Department of Radiology, Research Institute of Radiology, Asan Medical Center, University of Ulsan College of Medicine, Seoul, South Korea.
Eur Radiol. 2024 Nov;34(11):7092-7103. doi: 10.1007/s00330-024-10805-5. Epub 2024 May 24.
To identify preoperative breast MR imaging and clinicopathological variables related to recurrence and develop a risk prediction model for recurrence in young women with breast cancer treated with upfront surgery.
This retrospective study analyzed 438 consecutive women with breast cancer aged 35 years or younger between January 2007 and December 2016. Breast MR images before surgery were independently reviewed by breast radiologists blinded to patient outcomes. The clinicopathological data including patient demographics, clinical features, and tumor characteristics were reviewed. Univariate and multivariate logistic regression analyses were used to identify the independent factors associated with recurrence. The risk prediction model for recurrence was developed, and the discrimination and calibration abilities were assessed.
Of 438 patients, 95 (21.7%) developed recurrence after a median follow-up of 65 months. Tumor size at MR imaging (HR = 1.158, p = 0.006), multifocal or multicentric disease (HR = 1.676, p = 0.017), and peritumoral edema on T2WI (HR = 2.166, p = 0.001) were identified as independent predictors of recurrence, while adjuvant endocrine therapy (HR = 0.624, p = 0.035) was inversely associated with recurrence. The prediction model showed good discrimination ability in predicting 5-year recurrence (C index, 0.707 in the development cohort; 0.686 in the validation cohort) and overall recurrence (C index, 0.699 in the development cohort; 0.678 in the validation cohort).

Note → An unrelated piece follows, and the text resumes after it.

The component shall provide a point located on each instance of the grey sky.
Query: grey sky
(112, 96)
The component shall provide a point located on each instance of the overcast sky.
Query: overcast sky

The calibration plot demonstrated an excellent correlation (concordance correlation coefficient, 0.903).
A prediction model based on breast MR imaging and clinicopathological features showed good discrimination to predict recurrence in young women with breast cancer treated with upfront surgery, which could contribute to individualized risk stratification.
Our prediction model, incorporating preoperative breast MR imaging and clinicopathological features, predicts recurrence in young women with breast cancer undergoing upfront surgery, facilitating personalized risk stratification and informing tailored management strategies.
Younger women with breast cancer have worse outcomes than those diagnosed at more typical ages. The described prediction model showed good discrimination performance in predicting 5-year and overall recurrence. Incorporating better risk stratification tools in this population may help improve outcomes.
确定与复发相关的术前乳腺磁共振成像和临床病理变量,并为接受即刻手术治疗的年轻乳腺癌女性建立复发风险预测模型。
本回顾性研究分析了 2007 年 1 月至 2016 年 12 月期间连续 438 例年龄在 35 岁或以下的乳腺癌女性患者。在不了解患者结局的情况下,由乳腺放射科医师独立对术前乳腺磁共振图像进行了复查。回顾了包括患者人口统计学、临床特征和肿瘤特征在内的临床病理数据。采用单变量和多变量逻辑回归分析确定与复发相关的独立因素。建立了复发风险预测模型,并评估了其区分能力和校准能力。
在中位随访 65 个月后,438 例患者中有 95 例(21.7%)复发。磁共振成像时的肿瘤大小(HR=1.158,p=0.006)、多灶性或多中心疾病(HR=1.676,p=0.017)和 T2WI 上的瘤周水肿(HR=2.166,p=0.001)被确定为复发的独立预测因素,而辅助内分泌治疗(HR=0.624,p=0.035)与复发呈负相关。预测模型在预测 5 年复发(发展队列的 C 指数为 0.707;验证队列为 0.686)和总体复发(发展队列的 C 指数为 0.699;验证队列为 0.678)方面均具有良好的区分能力。校准图显示出极好的相关性(一致性相关系数为 0.903)。
基于乳腺磁共振成像和临床病理特征的预测模型对接受即刻手术治疗的年轻乳腺癌女性的复发具有良好的区分能力,有助于进行个体化风险分层。
我们的预测模型结合了术前乳腺磁共振成像和临床病理特征,可以预测接受即刻手术治疗的年轻乳腺癌女性的复发,有助于进行个体化风险分层并制定个体化治疗策略。
与诊断年龄更大的患者相比,年轻女性的乳腺癌结局更差。所描述的预测模型在预测 5 年和总体复发方面具有良好的区分性能。在该人群中纳入更好的风险分层工具可能有助于改善结局。